Detach-ROCKET: Sequential feature selection for time series classification with random convolutional kernels

Gonzalo Uribarri,Federico Barone,Alessio Ansuini,Erik Fransén
2024-06-24
Abstract:Time Series Classification (TSC) is essential in fields like medicine, environmental science, and finance, enabling tasks such as disease diagnosis, anomaly detection, and stock price analysis. While machine learning models like Recurrent Neural Networks and InceptionTime are successful in numerous applications, they can face scalability issues due to computational requirements. Recently, ROCKET has emerged as an efficient alternative, achieving state-of-the-art performance and simplifying training by utilizing a large number of randomly generated features from the time series data. However, many of these features are redundant or non-informative, increasing computational load and compromising generalization. Here we introduce Sequential Feature Detachment (SFD) to identify and prune non-essential features in ROCKET-based models, such as ROCKET, MiniRocket, and MultiRocket. SFD estimates feature importance using model coefficients and can handle large feature sets without complex hyperparameter tuning. Testing on the UCR archive shows that SFD can produce models with better test accuracy using only 10\% of the original features. We named these pruned models Detach-ROCKET. We also present an end-to-end procedure for determining an optimal balance between the number of features and model accuracy. On the largest binary UCR dataset, Detach-ROCKET improves test accuracy by 0.6\% while reducing features by 98.9\%. By enabling a significant reduction in model size without sacrificing accuracy, our methodology improves computational efficiency and contributes to model interpretability. We believe that Detach-ROCKET will be a valuable tool for researchers and practitioners working with time series data, who can find a user-friendly implementation of the model at \url{<a class="link-external link-https" href="https://github.com/gon-uri/detach_rocket" rel="external noopener nofollow">this https URL</a>}.
Machine Learning
What problem does this paper attempt to address?

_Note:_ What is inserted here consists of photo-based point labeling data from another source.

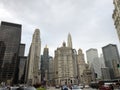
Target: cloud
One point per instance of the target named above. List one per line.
(89, 22)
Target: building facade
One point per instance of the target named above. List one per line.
(65, 64)
(45, 65)
(10, 48)
(81, 65)
(51, 71)
(116, 16)
(111, 56)
(93, 59)
(33, 62)
(105, 73)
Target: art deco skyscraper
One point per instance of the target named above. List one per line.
(33, 65)
(69, 42)
(45, 64)
(116, 16)
(65, 63)
(10, 51)
(81, 65)
(111, 56)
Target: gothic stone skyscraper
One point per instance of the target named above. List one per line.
(10, 37)
(33, 65)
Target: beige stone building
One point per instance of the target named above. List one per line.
(116, 16)
(81, 66)
(87, 75)
(65, 66)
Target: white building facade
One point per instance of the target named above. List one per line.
(33, 63)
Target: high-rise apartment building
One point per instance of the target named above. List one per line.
(69, 41)
(33, 63)
(10, 48)
(116, 16)
(94, 63)
(51, 71)
(81, 65)
(91, 55)
(65, 65)
(111, 56)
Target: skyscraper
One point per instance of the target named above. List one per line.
(65, 63)
(111, 56)
(116, 16)
(33, 64)
(45, 64)
(10, 38)
(91, 55)
(81, 65)
(69, 41)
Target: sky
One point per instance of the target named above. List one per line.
(89, 22)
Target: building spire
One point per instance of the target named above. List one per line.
(69, 42)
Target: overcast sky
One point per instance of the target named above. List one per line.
(89, 22)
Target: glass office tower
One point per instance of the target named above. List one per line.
(10, 37)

The paper aims to address the issues of computational inefficiency and insufficient model generalization caused by feature redundancy in Time Series Classification (TSC). Specifically, although existing machine learning models such as Recurrent Neural Networks (RNNs) and InceptionTime have achieved success in various applications, they face scalability issues on large-scale datasets due to their high computational demands. To tackle these problems, the paper introduces a method called Sequential Feature Detachment (SFD) to identify and prune non-essential features in ROCKET models (such as ROCKET, MiniRocket, and MultiRocket). SFD evaluates the importance of features by estimating model coefficients and can handle large feature sets without complex hyperparameter tuning. Experimental results show that SFD can improve test accuracy while retaining only 10% of the original features, significantly reducing model size without sacrificing accuracy. This method not only enhances computational efficiency but also improves model interpretability. Additionally, the paper introduces an end-to-end process to determine the optimal balance between the number of features and model accuracy to further optimize model performance.